I assume both should give me a result of 1.0, but only the second does, while the first is 0.84. Actually when both sentences have a length of 4 or above, the answer is always 1.0, so I think it is because the second sentence of case 1 has no 4-gram.

In practice, when dealing with sentence whose length is smaller than 4, do we have to make corpus_bleu() ignore the redundant n-gram cases by setting appropriate weights?

I appreciate your help!

Reply
- Jason Brownlee February 1, 2018 at 7:18 am #
  
  Yes, ideally. I’d recommend reporting 1,2,3,4 ngram scores separately as well.
  
  Reply
Daniel Pietschmann June 25, 2018 at 12:22 am #

Dear Jason Brownlee,

thanks a lot for this awesome tutorial, it really helps a lot!

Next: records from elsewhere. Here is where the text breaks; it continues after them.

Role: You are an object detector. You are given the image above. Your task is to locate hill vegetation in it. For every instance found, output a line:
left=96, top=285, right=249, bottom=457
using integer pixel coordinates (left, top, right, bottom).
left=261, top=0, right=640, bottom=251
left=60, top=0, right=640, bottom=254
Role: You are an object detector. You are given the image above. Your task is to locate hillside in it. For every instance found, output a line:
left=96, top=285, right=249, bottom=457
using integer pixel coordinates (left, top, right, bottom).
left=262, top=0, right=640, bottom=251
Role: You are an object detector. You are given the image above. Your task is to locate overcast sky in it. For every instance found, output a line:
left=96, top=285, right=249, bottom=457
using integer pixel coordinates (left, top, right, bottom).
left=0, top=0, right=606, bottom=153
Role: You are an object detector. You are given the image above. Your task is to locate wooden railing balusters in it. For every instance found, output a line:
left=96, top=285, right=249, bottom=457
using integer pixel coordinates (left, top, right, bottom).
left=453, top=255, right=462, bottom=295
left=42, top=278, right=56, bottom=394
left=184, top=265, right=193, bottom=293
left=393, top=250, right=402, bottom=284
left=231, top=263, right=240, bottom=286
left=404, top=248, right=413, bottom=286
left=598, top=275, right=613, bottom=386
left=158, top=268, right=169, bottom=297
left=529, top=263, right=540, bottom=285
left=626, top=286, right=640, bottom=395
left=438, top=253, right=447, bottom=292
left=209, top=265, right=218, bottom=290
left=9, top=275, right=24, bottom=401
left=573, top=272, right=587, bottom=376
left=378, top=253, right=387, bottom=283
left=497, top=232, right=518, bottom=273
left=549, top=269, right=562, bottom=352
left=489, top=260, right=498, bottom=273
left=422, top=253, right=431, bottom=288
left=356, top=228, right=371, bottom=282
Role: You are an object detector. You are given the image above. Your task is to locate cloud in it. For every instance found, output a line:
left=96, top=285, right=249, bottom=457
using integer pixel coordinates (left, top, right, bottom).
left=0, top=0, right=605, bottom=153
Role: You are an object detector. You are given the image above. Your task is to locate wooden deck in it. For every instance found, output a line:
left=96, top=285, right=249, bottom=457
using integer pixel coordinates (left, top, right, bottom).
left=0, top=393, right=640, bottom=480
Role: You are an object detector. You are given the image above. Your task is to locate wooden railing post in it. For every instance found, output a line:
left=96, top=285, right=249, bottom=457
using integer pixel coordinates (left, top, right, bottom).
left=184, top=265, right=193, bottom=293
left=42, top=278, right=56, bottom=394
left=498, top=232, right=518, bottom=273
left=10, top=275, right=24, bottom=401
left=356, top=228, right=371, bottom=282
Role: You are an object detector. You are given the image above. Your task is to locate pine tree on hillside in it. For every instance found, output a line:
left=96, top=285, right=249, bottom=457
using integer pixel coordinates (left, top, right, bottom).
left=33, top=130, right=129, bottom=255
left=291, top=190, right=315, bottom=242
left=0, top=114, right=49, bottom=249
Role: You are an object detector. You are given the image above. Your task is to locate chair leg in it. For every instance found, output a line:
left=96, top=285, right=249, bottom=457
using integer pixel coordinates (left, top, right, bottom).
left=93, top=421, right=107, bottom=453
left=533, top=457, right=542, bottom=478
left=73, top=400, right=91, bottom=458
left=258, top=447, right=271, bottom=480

Sadly I get an error using this part of the code:
“# n-gram individual BLEU
from nltk.translate.bleu_score import sentence_bleu
reference = [[‘this’, ‘is’, ‘a’, ‘test’]]
candidate = [‘this’, ‘is’, ‘a’, ‘test’]
print(‘Individual 1-gram: %f’ % sentence_bleu(reference, candidate, weights=(1, 0, 0, 0)))
print(‘Individual 2-gram: %f’ % sentence_bleu(reference, candidate, weights=(0, 1, 0, 0)))
print(‘Individual 3-gram: %f’ % sentence_bleu(reference, candidate, weights=(0, 0, 1, 0)))
print(‘Individual 4-gram: %f’ % sentence_bleu(reference, candidate, weights=(0, 0, 0, 1)))”

This is the error message: “Corpus/Sentence contains 0 counts of 3-gram overlaps.
BLEU scores might be undesirable; use SmoothingFunction().
warnings.warn(_msg)”

I tried adding a smoothing Function:
“from nltk.translate.bleu_score import SmoothingFunction
chencherry = SmoothingFunction()
print(‘Cumulative 1-gram: %f’ % sentence_bleu(reference, candidate, weights=(1, 0, 0, 0), smoothing_function=chencherry.method4))
print(‘Cumulative 2-gram: %f’ % sentence_bleu(reference, candidate, weights=(0.5, 0.5, 0, 0), smoothing_function=chencherry.method4))
print(‘Cumulative 3-gram: %f’ % sentence_bleu(reference, candidate, weights=(0.33, 0.33, 0.33, 0), smoothing_function=chencherry.method4))
print(‘Cumulative 4-gram: %f’ % sentence_bleu(reference, candidate, weights=(0.25, 0.25, 0.25, 0.25), smoothing_function=chencherry.method4))”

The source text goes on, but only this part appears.